The Talkowski Lab is focused on understanding the genetic etiology of complex developmental and neuropsychiatric disorders. Collectively, our efforts revolve around a cycle that traverses from discovery of genomic variation across global populations to disease association, mechanistic modeling, and translation to diagnostic interpretation in the emerging era of genomic medicine.
Our group integrates molecular and computational genomics approaches to understand the functional consequences of genomic variation, with a particular interest in the relationship between genome structure and function. Our program has been recognized for its impact in introducing sequence-based genomics into the field of cytogenetics and prenatal diagnostics, performing the first large-scale sequencing studies of chromosomal abnormalities in neurodevelopmental disorders, and characterizing novel classes of complex chromosomal rearrangements that occur in the human germline.

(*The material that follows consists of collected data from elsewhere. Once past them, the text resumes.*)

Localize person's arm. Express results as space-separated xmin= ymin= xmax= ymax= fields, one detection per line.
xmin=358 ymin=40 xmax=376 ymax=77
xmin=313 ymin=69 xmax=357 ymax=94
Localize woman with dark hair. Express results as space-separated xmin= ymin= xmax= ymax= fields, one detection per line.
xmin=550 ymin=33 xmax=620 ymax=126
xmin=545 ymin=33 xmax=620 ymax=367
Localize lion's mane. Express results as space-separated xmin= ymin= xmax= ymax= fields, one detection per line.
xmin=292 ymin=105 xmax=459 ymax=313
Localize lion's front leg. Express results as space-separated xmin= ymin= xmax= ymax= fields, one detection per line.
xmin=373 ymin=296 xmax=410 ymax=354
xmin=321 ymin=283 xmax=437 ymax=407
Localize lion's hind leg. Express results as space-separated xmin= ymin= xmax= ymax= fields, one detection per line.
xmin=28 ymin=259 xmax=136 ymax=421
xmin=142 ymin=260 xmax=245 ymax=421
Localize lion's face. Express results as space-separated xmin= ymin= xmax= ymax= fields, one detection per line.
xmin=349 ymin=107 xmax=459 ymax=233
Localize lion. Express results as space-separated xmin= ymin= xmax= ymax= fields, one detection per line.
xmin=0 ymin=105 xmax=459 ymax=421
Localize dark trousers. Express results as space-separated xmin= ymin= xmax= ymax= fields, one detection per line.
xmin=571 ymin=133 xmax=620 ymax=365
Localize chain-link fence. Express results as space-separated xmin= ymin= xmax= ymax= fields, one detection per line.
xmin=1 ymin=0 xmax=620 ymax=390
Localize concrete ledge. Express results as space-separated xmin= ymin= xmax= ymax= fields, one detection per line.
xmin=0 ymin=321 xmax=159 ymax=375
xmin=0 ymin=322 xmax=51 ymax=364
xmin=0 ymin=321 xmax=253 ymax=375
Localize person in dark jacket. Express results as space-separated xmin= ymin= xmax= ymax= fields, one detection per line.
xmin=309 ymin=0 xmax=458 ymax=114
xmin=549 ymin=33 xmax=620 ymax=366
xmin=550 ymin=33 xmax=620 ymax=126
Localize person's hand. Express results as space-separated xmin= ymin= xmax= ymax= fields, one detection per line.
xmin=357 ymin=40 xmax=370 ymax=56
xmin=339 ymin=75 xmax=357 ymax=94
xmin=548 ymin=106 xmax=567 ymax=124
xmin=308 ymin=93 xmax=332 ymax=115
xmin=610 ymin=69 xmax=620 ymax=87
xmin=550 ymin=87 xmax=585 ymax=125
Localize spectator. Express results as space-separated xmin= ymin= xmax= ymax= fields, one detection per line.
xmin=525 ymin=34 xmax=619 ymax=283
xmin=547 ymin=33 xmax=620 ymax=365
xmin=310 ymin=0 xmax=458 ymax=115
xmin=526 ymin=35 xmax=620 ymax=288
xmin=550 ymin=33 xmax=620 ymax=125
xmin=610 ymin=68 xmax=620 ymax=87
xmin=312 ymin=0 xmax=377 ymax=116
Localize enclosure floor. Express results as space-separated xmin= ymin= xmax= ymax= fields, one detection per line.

We are actively leading studies to explore the genetic architecture of autism, including the large-scale whole-genome sequencing studies in autism families. We have also performed a series of functional genomic studies using genome editing techniques and iPSC technologies to investigate loss-of-function mutations associated with autism and rare Mendelian disorders such as congenital arhinia and X-linked dystonia parkinsonism. These studies have also defined long-range positional effects resulting from alteration to three-dimensional regulatory structures encompassing genes critical to neurodevelopment. We are also deeply engaged in determining the implications of emerging genomics technologies in diagnostic screening. We are a part of the Center for Genomic Medicine at Massachusetts General Hospital and have primary affiliations with Harvard Medical School and the Broad Institute of MIT and Harvard.